Having a robust information governance assurance framework in place, supported by implemented policies and procedures, is a fundamental component of good governance at any type of NHS foundation trust. However, Monitor does not formally consider a trust’s performance against the information governance toolkit, since we consider this to be a contractual matter for NHS foundation trusts with their commissioners and, by extension, the Health and Social Care Information Centre and the Information Commissioner.

10. Structural integration

10.1 Multiple providers delivering integrated care

Integrated care does not need to be delivered by a single organisation. Multiple providers can deliver integrated care in many ways that fall short of structural integration, including through multi-disciplinary teams or as a result of effective communication with one another. Similarly, care provided by different teams within a single organisation is not necessarily integrated if the care provided is poorly co-ordinated.

Care will not be delivered in an integrated way, for example, where different professionals responsible for different elements of a patient’s care within a single organisation do not update each other on developments in the patient’s condition and treatment to the detriment of the patient.

10.2 Assessing transactions

Monitor and the CMA may, depending on the entities involved, each have a role in assessing transactions. A wide range of other transactions, other than mergers and joint ventures, may be subject to review by Monitor and the CMA, for example:

  • acquisitions
  • the transfer or pooling of assets
  • hosting arrangements
  • management alliances
  • management contracts
  • shared management arrangements
  • franchising arrangements
  • other transactions involving all or part of an organisation

Which organisation reviews a transaction will depend on the type of healthcare provider involved. A transaction involving an NHS foundation trust will be subject to review by the CMA if it constitutes a ‘relevant merger situation’ and meets certain thresholds. The CMA’s review process is a two-stage process. If after the initial Phase I review the CMA concludes that the merger may lead to a substantial lessening of competition, which is not outweighed by any relevant benefits, it will refer it for a more in-depth Phase II investigation.

Further explanation of the thresholds, when a transaction will amount to a ‘relevant merger situation’ and the process, is set out in the CMA’s guidance on jurisdiction and procedure.

Separately from the CMA’s process, Monitor will assign a risk rating to significant transactions involving an NHS foundation trust. The purpose of this process is to assess whether the transaction increases the risk that the trust will breach certain conditions of its licence.

Transactions involving 2 or more NHS trusts are subject to review by Monitor. Monitor will provide advice to the NHS TDA on the effect of the merger on choice and competition.

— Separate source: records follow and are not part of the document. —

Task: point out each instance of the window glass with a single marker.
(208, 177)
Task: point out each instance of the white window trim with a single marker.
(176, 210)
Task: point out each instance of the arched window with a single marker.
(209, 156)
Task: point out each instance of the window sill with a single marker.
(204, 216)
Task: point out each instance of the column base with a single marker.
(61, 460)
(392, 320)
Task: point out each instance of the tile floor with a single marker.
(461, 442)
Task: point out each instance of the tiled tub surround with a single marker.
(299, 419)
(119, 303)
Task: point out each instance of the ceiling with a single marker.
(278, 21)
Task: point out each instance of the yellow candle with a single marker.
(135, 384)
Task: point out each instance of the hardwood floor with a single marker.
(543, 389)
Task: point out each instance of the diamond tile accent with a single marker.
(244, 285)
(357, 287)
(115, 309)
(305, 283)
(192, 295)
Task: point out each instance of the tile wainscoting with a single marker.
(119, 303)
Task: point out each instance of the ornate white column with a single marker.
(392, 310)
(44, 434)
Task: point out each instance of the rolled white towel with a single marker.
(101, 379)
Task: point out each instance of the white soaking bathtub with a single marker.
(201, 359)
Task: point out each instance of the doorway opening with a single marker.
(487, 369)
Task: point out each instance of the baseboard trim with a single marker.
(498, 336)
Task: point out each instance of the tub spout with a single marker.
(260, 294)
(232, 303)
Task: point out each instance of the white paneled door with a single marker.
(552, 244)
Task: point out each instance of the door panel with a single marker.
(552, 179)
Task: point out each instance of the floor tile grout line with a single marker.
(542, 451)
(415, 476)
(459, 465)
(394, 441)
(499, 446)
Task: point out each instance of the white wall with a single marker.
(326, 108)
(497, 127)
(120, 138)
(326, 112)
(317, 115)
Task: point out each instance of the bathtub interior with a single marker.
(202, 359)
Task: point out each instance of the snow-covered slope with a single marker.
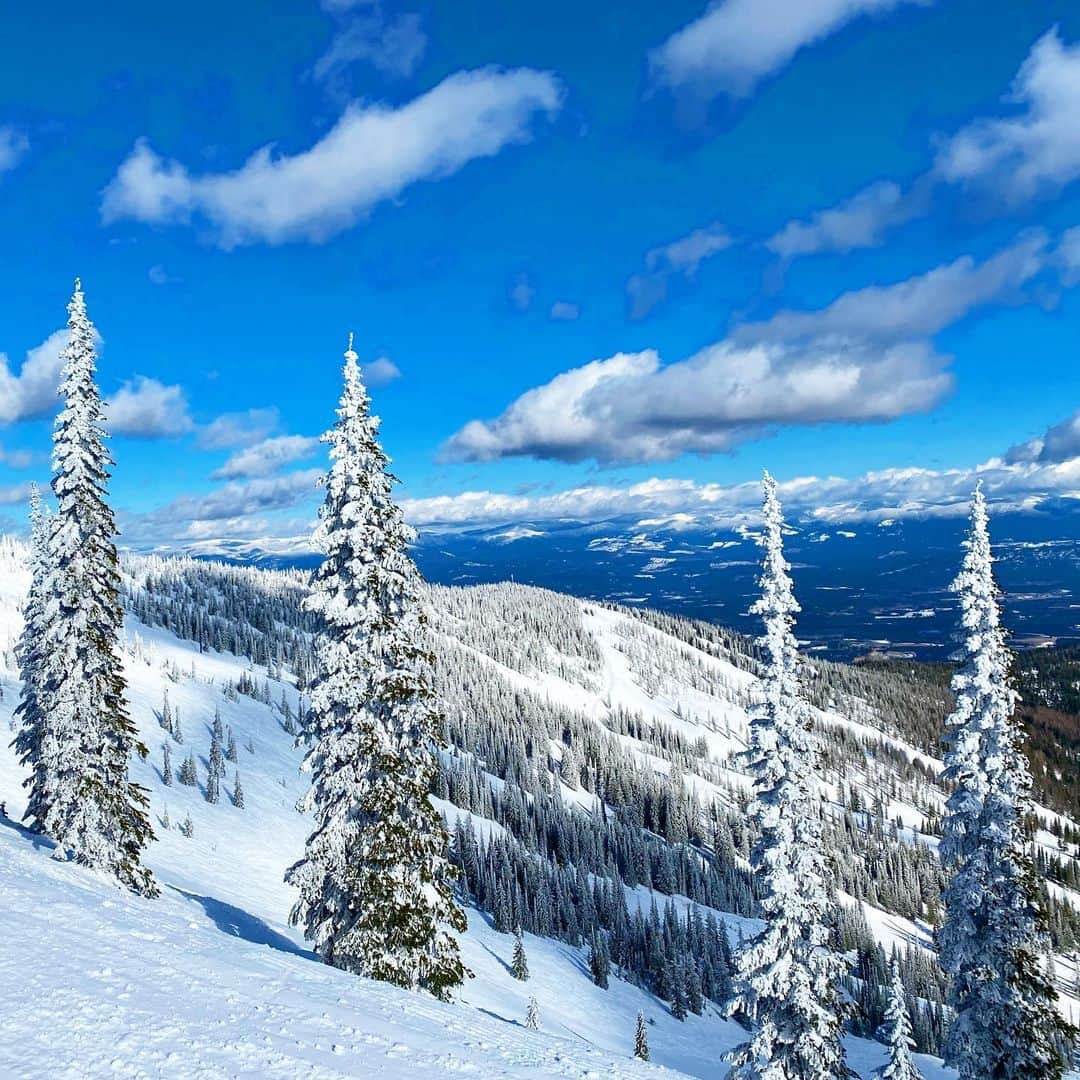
(210, 980)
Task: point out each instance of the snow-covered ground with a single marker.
(210, 980)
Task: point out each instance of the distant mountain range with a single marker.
(865, 588)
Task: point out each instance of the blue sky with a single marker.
(599, 258)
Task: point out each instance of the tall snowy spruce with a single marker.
(786, 977)
(95, 813)
(375, 882)
(993, 941)
(898, 1025)
(35, 745)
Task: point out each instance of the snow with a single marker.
(211, 981)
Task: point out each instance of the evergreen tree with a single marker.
(375, 881)
(213, 787)
(189, 772)
(642, 1039)
(216, 765)
(901, 1065)
(786, 977)
(520, 966)
(1006, 1023)
(35, 743)
(96, 814)
(598, 961)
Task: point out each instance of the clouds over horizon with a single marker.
(370, 156)
(865, 358)
(737, 43)
(886, 494)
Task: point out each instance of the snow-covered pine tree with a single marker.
(1006, 1021)
(188, 773)
(898, 1024)
(97, 815)
(520, 966)
(216, 765)
(34, 742)
(213, 786)
(642, 1039)
(375, 882)
(786, 977)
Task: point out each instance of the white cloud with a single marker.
(920, 306)
(864, 358)
(268, 456)
(647, 291)
(146, 408)
(392, 45)
(159, 275)
(239, 429)
(370, 156)
(1036, 150)
(630, 408)
(1056, 444)
(882, 495)
(31, 393)
(522, 292)
(16, 459)
(860, 221)
(13, 495)
(738, 42)
(13, 147)
(565, 311)
(381, 370)
(226, 511)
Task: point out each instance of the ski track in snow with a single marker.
(211, 981)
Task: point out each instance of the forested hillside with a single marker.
(594, 787)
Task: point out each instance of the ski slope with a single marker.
(210, 980)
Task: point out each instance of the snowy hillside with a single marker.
(210, 980)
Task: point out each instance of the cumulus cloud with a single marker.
(146, 408)
(1055, 445)
(866, 356)
(859, 221)
(381, 370)
(13, 147)
(224, 511)
(31, 393)
(648, 289)
(920, 306)
(268, 457)
(1033, 152)
(736, 43)
(630, 408)
(14, 494)
(521, 292)
(372, 154)
(393, 45)
(239, 429)
(16, 459)
(1037, 149)
(886, 494)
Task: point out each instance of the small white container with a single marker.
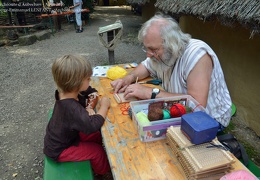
(156, 130)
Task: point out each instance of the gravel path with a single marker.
(27, 88)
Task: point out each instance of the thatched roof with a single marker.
(246, 12)
(140, 2)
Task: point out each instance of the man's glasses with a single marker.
(151, 51)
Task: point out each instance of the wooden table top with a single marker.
(130, 158)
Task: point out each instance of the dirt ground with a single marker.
(27, 88)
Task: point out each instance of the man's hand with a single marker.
(120, 85)
(139, 91)
(90, 111)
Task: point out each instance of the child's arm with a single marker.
(104, 106)
(92, 100)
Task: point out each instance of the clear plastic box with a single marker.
(156, 130)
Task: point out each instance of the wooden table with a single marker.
(129, 157)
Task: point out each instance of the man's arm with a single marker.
(198, 81)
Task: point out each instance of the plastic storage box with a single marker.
(199, 127)
(156, 130)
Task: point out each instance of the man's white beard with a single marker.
(166, 59)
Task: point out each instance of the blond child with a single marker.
(73, 132)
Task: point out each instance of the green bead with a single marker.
(166, 114)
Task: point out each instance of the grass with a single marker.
(251, 152)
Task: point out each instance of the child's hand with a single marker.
(90, 111)
(105, 102)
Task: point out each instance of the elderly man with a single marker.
(185, 66)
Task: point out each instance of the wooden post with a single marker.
(111, 56)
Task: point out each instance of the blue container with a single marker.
(199, 127)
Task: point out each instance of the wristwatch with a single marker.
(155, 91)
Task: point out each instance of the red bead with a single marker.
(177, 110)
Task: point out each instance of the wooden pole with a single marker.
(111, 56)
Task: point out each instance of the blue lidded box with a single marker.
(199, 127)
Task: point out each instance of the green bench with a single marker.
(66, 170)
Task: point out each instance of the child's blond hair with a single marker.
(69, 71)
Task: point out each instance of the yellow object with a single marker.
(116, 72)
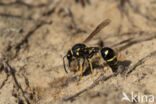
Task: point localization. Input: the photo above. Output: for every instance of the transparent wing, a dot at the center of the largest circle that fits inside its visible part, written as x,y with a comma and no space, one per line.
97,29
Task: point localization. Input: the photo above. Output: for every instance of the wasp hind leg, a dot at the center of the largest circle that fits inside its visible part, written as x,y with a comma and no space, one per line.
90,65
78,65
81,68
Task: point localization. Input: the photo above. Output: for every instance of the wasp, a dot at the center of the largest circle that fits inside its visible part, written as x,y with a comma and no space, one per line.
81,51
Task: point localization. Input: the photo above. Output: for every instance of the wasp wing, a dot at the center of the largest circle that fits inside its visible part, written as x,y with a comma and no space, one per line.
97,29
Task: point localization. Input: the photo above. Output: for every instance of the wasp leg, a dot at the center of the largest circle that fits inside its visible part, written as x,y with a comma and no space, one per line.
78,65
91,66
81,68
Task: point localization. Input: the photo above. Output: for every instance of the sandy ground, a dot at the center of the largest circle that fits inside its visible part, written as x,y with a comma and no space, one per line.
35,35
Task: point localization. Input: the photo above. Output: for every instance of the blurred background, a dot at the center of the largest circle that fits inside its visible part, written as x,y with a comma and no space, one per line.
36,34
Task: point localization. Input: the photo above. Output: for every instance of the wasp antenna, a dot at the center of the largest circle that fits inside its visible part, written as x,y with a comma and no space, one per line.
64,64
97,29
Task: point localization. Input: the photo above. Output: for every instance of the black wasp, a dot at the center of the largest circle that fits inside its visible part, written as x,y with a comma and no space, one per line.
86,53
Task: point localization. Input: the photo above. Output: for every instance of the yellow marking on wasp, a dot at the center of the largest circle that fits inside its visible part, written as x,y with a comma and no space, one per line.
77,53
71,52
106,53
111,59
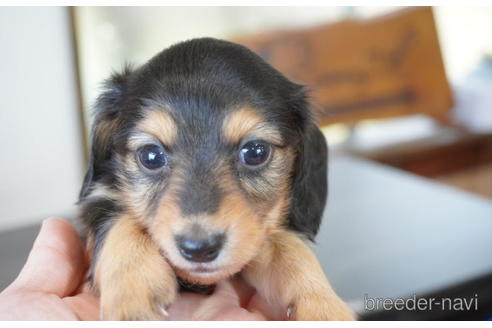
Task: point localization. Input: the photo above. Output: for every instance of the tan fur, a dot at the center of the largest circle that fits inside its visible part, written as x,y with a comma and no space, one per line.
246,120
287,274
135,281
159,123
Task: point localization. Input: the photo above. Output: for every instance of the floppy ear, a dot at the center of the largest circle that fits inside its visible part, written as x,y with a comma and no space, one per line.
309,186
105,125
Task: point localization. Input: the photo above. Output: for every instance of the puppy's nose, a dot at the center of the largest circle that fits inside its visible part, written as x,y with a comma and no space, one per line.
200,249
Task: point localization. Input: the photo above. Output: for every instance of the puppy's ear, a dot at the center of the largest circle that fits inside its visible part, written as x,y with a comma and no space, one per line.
105,125
309,186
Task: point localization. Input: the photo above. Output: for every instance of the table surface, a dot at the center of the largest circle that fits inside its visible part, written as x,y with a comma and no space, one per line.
385,233
388,233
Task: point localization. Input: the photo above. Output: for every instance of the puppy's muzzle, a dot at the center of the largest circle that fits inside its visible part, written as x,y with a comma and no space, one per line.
199,248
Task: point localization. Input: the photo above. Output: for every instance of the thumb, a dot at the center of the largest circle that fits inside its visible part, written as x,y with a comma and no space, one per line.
56,263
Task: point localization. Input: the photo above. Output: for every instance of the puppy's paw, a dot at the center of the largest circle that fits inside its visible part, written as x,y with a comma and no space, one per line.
319,306
136,303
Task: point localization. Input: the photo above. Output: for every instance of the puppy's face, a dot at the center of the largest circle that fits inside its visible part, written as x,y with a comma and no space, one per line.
203,146
208,191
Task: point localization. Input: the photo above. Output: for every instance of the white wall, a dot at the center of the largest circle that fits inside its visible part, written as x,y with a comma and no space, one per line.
40,145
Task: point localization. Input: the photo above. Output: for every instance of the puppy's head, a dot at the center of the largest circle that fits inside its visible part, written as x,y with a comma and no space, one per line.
211,150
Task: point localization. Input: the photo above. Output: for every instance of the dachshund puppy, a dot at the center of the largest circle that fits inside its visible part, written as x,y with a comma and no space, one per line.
205,163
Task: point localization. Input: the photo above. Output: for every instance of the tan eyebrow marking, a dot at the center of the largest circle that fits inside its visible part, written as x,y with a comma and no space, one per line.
160,124
248,121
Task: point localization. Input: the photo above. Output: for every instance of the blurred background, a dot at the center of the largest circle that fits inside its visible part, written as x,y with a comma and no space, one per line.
406,87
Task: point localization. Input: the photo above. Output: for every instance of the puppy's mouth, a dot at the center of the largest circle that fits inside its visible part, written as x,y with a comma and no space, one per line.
204,269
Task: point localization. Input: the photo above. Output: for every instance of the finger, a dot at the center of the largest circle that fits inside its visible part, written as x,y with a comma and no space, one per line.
85,306
56,261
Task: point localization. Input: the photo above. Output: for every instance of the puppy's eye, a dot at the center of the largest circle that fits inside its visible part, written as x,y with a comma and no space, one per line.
152,156
254,153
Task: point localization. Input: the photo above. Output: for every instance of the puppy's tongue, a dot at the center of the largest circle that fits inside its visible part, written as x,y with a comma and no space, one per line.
195,288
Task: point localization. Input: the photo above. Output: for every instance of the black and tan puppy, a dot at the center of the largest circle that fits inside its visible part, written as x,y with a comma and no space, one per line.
205,163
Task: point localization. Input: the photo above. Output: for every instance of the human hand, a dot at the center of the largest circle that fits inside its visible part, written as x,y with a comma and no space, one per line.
50,287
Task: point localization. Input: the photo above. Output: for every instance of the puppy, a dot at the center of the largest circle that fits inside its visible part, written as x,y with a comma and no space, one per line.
205,163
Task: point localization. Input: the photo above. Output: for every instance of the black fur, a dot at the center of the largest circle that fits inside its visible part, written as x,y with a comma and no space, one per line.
201,79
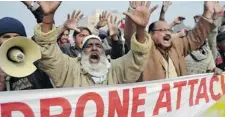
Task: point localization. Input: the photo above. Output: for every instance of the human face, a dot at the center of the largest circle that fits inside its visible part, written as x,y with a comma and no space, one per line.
65,35
7,36
94,50
79,37
162,34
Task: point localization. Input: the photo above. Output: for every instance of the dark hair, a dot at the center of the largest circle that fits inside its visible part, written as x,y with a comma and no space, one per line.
81,29
151,27
59,37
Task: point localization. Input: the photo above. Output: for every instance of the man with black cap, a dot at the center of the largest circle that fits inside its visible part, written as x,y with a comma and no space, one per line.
220,60
92,68
9,28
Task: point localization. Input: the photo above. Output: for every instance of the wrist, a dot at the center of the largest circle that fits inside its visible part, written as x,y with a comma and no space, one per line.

This assessment will involve all types of NHS trusts including acute, mental health, ambulance and community services.

For all other transactions, the organisations involved will need to assess whether the transaction satisfies the CMA’s criteria for review. If these criteria are satisfied, the review process carried out by the CMA will be the same as that undertaken for transactions involving an NHS foundation trust.

Monitor and the CMA have also jointly published a short guide on the competition review of NHS mergers to help merging providers navigate the review process. It covers:

  • the respective roles of Monitor and the CMA
  • whether and when to notify them about a merger
  • the stages of review
  • how the merger review assesses competition
  • where patient benefits are considered

The guide is supported by the CMA’s ‘Review of NHS mergers’ and Monitor’s guidance on merger benefits.

Further information about CMA’s approach to assessing mergers is available in the publication ‘Merger Assessment Guidelines’.

10.3 Assessing transactions that involve horizontal mergers or vertical or conglomerate mergers

The procedures and practical tests that Monitor and the CMA follow are generally the same regardless of the type of transaction.

  1. Future Forum report on integrated care.

  2. Sections 13N and 14Z1 of the National Health Service Act 2006, as amended by the Health and Social Care Act 2012.